When you add NaOH, the pH increases, and as water is present there will be an increase in the concentration of OH-. These hydroxide anions will gradually displace your amine from the complexes with Sn2+, and once you have something like Sn(OH)2 you just need to have dehydration to go to SnO.
But please note that the exact mechanisms probably are much more complex.
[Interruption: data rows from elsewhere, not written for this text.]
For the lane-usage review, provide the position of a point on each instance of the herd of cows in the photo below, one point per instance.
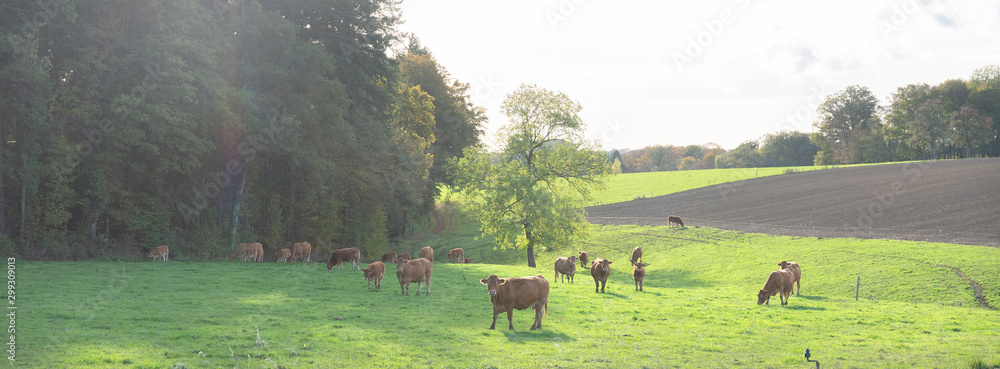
(506, 294)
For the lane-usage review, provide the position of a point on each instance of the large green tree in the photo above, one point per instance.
(532, 191)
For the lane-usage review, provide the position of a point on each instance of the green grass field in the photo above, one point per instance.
(698, 310)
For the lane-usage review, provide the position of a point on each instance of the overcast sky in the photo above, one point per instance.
(694, 72)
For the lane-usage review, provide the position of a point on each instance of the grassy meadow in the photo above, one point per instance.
(698, 309)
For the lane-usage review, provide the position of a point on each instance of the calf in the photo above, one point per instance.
(796, 273)
(456, 255)
(427, 253)
(283, 255)
(636, 255)
(388, 257)
(638, 274)
(518, 293)
(778, 282)
(566, 267)
(600, 269)
(374, 272)
(350, 254)
(414, 271)
(584, 262)
(301, 251)
(159, 252)
(673, 219)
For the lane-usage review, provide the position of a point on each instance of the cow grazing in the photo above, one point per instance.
(253, 252)
(301, 251)
(456, 255)
(673, 219)
(374, 272)
(414, 271)
(565, 267)
(508, 294)
(778, 282)
(636, 255)
(283, 255)
(600, 269)
(584, 262)
(427, 253)
(796, 273)
(350, 254)
(638, 274)
(389, 257)
(159, 252)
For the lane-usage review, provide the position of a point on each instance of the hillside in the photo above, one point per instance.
(952, 201)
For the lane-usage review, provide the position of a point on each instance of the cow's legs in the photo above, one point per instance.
(495, 314)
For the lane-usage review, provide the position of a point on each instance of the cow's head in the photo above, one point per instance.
(762, 296)
(492, 282)
(400, 262)
(602, 264)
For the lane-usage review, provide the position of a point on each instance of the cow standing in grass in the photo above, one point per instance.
(600, 269)
(565, 267)
(414, 271)
(508, 294)
(778, 282)
(796, 273)
(159, 252)
(375, 272)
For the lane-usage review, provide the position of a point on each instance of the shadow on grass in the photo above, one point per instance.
(542, 335)
(674, 279)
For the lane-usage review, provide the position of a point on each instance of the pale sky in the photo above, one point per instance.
(693, 71)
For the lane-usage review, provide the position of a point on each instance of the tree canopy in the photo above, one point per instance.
(533, 190)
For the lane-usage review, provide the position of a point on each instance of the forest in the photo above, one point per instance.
(200, 123)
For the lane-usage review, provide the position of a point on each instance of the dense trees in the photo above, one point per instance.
(533, 191)
(126, 125)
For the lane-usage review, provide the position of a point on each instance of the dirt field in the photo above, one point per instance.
(954, 201)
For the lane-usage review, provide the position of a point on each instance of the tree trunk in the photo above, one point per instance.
(531, 244)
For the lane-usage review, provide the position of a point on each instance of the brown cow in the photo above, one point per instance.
(778, 282)
(518, 293)
(566, 267)
(159, 252)
(301, 251)
(374, 272)
(673, 219)
(796, 273)
(638, 274)
(600, 269)
(350, 254)
(388, 257)
(427, 253)
(636, 255)
(283, 255)
(456, 255)
(414, 271)
(584, 262)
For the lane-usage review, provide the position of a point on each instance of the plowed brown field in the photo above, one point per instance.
(954, 201)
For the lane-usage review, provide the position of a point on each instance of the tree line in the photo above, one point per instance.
(200, 123)
(954, 119)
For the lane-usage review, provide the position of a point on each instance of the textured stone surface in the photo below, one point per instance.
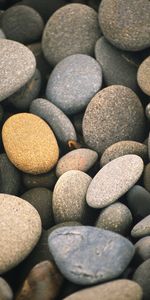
(87, 255)
(20, 230)
(114, 114)
(17, 66)
(30, 143)
(114, 180)
(126, 24)
(73, 82)
(71, 29)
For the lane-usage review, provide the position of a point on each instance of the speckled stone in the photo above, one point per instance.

Concerning the boiling step, I suppose it's just a matter of kinetics. A reaction might be thermodynamically favoured but too slow; increasing the temperature usually helps, as you know from Arrhenius' equation.
Title: Re: 3-nitroacetophenone reduction by HCl/Sn
Post by: IoanaD on October 11, 2009, 02:28:03 PM
Thank you! excellent explanation...i think i understand that.

One other problem:

For the same reaction:
After the reaction has taken place we had to do the following:

1. Allow the reaction mixture to cool slightly. Place 1 mL of NaHCO3 solution and 1 mL of ethyl acetate to a test tube. Using a pipette, add a few drops of your tin reaction mixture to this.
2. Mix the 2 phases by filling a pipette with the biphasic mixture and emptying it back into the test tube. Repeat this 4 or 5 times.
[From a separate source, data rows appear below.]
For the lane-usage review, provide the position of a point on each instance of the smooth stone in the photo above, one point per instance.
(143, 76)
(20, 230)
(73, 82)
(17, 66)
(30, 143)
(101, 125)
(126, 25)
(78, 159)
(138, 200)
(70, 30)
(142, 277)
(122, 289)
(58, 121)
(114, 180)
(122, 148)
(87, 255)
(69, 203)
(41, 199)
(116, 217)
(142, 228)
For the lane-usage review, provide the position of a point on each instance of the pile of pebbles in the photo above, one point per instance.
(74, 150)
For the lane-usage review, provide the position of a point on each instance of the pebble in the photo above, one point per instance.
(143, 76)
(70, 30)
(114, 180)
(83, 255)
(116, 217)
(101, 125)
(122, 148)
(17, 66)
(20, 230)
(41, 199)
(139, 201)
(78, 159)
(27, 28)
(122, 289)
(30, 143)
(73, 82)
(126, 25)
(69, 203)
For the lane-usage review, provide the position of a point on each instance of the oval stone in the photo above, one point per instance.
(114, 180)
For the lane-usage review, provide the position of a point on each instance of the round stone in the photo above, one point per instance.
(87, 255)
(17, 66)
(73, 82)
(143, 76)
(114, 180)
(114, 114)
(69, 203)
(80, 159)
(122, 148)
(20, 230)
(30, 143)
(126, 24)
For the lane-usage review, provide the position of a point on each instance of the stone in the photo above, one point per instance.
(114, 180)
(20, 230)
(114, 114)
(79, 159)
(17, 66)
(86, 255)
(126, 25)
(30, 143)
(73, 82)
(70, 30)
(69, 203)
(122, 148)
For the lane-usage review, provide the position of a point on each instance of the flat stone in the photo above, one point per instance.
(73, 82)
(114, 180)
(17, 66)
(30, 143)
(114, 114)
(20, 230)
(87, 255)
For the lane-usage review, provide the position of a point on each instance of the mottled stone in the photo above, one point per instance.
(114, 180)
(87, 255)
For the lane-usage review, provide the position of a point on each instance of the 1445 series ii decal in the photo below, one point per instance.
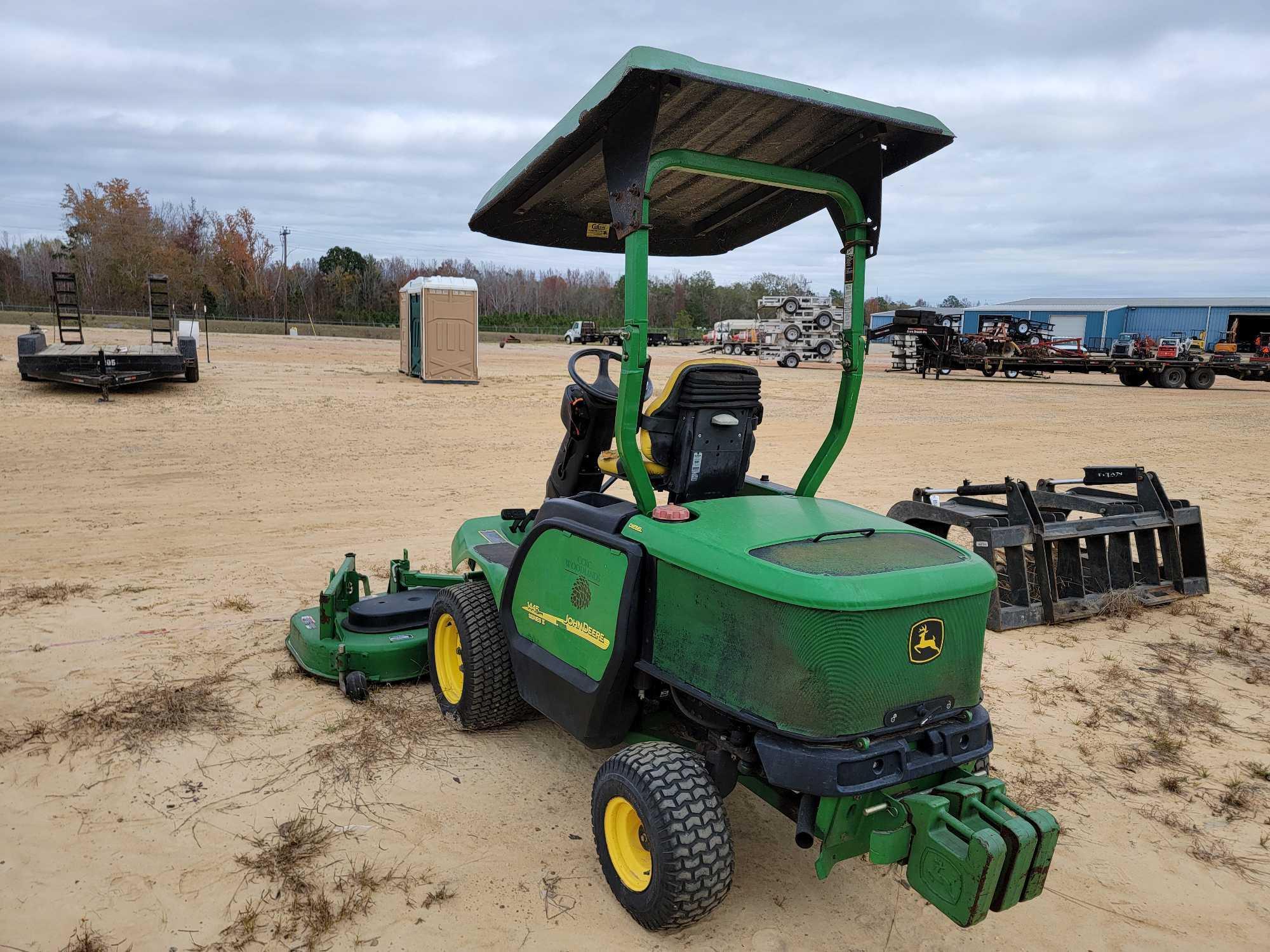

The question is, before taking the TLC the tin/HCl reaction, these 2 steps are required - the reaction mixture can't be taken directly.

Why is that? I suspect that the sodium bicarbonate is neutralizing any unreacted HCl from the mixture and perhaps deprotonate the positively charge 2-aminoacetophenone species. I just need a confirmation that that's the case.
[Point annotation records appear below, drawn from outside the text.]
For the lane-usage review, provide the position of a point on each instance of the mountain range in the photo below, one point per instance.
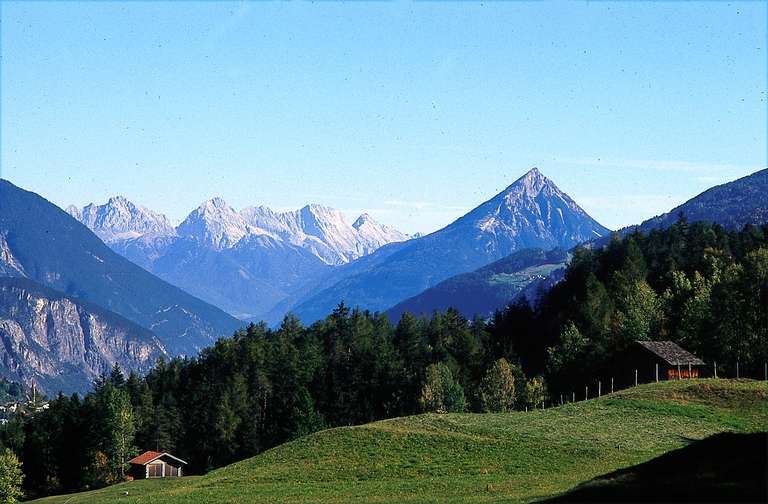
(531, 213)
(732, 205)
(73, 306)
(42, 243)
(245, 262)
(61, 343)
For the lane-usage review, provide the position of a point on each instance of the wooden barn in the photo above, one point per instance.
(666, 358)
(153, 464)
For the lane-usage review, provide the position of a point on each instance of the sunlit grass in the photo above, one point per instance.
(515, 457)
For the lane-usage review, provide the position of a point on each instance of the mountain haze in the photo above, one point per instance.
(61, 343)
(41, 242)
(249, 263)
(530, 213)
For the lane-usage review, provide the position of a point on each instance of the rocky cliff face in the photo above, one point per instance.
(530, 213)
(324, 231)
(248, 263)
(120, 219)
(62, 344)
(48, 246)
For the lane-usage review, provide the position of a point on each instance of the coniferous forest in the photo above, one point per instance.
(697, 284)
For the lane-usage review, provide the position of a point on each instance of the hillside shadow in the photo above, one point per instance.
(726, 467)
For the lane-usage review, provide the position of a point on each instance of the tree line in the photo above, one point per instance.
(696, 284)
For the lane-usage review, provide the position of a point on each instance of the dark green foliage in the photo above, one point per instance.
(694, 283)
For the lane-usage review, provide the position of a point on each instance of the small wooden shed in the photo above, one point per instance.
(671, 361)
(152, 464)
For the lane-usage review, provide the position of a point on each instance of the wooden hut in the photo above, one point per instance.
(153, 464)
(666, 358)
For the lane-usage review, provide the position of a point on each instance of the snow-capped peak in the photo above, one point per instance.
(120, 219)
(215, 224)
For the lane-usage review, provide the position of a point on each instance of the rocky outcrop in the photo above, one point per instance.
(62, 344)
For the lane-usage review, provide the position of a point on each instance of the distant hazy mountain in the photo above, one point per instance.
(119, 219)
(530, 213)
(324, 231)
(61, 343)
(483, 291)
(247, 263)
(215, 224)
(733, 205)
(41, 242)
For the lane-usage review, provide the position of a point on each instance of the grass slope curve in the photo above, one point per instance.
(514, 457)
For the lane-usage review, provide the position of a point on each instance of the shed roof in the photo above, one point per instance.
(150, 456)
(671, 353)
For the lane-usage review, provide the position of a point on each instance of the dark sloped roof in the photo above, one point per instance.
(671, 353)
(150, 456)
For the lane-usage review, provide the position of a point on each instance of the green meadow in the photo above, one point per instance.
(513, 457)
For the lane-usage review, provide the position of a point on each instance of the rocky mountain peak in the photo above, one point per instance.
(214, 224)
(120, 219)
(364, 218)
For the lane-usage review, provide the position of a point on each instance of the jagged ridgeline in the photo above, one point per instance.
(43, 244)
(696, 284)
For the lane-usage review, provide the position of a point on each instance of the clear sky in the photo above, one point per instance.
(414, 112)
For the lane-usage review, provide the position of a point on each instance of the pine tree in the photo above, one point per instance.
(11, 477)
(497, 390)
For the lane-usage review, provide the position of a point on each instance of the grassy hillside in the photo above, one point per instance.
(514, 457)
(726, 467)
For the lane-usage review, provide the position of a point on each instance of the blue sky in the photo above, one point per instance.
(414, 112)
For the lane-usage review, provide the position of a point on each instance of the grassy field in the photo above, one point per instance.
(516, 457)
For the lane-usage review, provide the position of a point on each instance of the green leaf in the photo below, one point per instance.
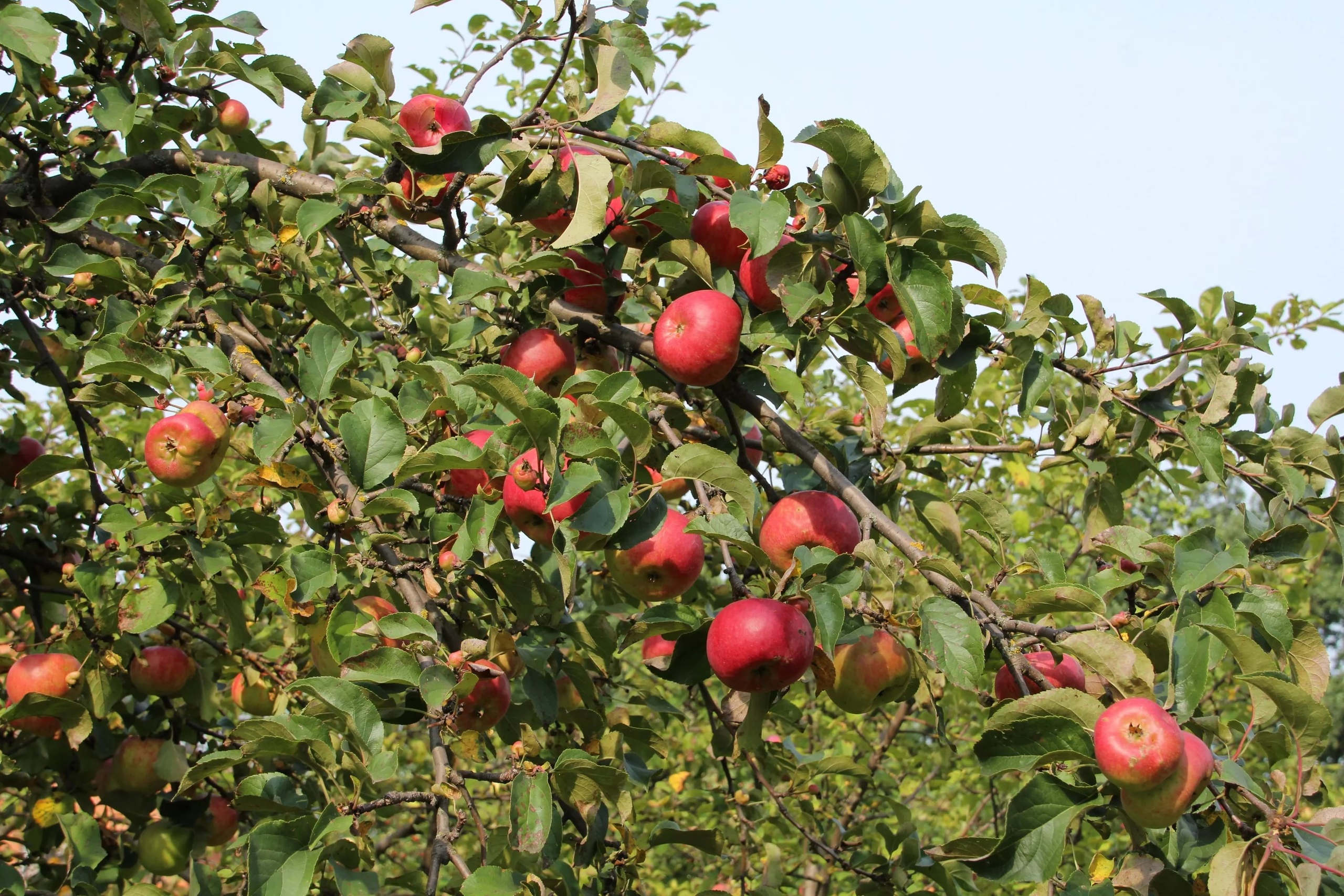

What i have most trouble understanding is overall mechanism of this whole reaction (3-nitroacetophenone + Sn/HCl)..The textbook only presents the reactants and the products without showing any process. 
Title: Re: 3-nitroacetophenone reduction by HCl/Sn
Post by: lavoisier on October 12, 2009, 01:20:18 PM
You're right about the HCl neutralization. If you didn't do that, you would have your amine as an ammonium cation ArNH3+, and this would just stick to silica and not be eluted by common solvents used for TLC.
Some amines are actually so basic that they still stick to silica even when they are spotted as freebases, and that's why mixtures of DCM and methanolic ammonia are sometimes used for the elution. But that's one step further. Your amine is not very basic.

As for the second question, well, most books report that the mechanisms of these 'dissolving metal' reductions are not completely understood. It seems established that the NO2 group is reduced stepwise, i.e. it goes to NO, then NHOH, then NH2 (I actually saw that myself when reducing a nitro cpd with Fe/NH4Cl - by LCMS I could detect the intermediate NHOH cpd forming and then disappearing). The coexistence of these species in the reaction mixture also accounts for some byproducts such as Ar-N=N-Ar (probably from condensation between ArNH2 + ArNO).

I think what you need to understand is the basic concept of the redox process. Your metal loses two electrons, which are transferred to the NO2 group, lowering the oxidation state of nitrogen.
Maybe you can try and write the balanced equation for the reaction.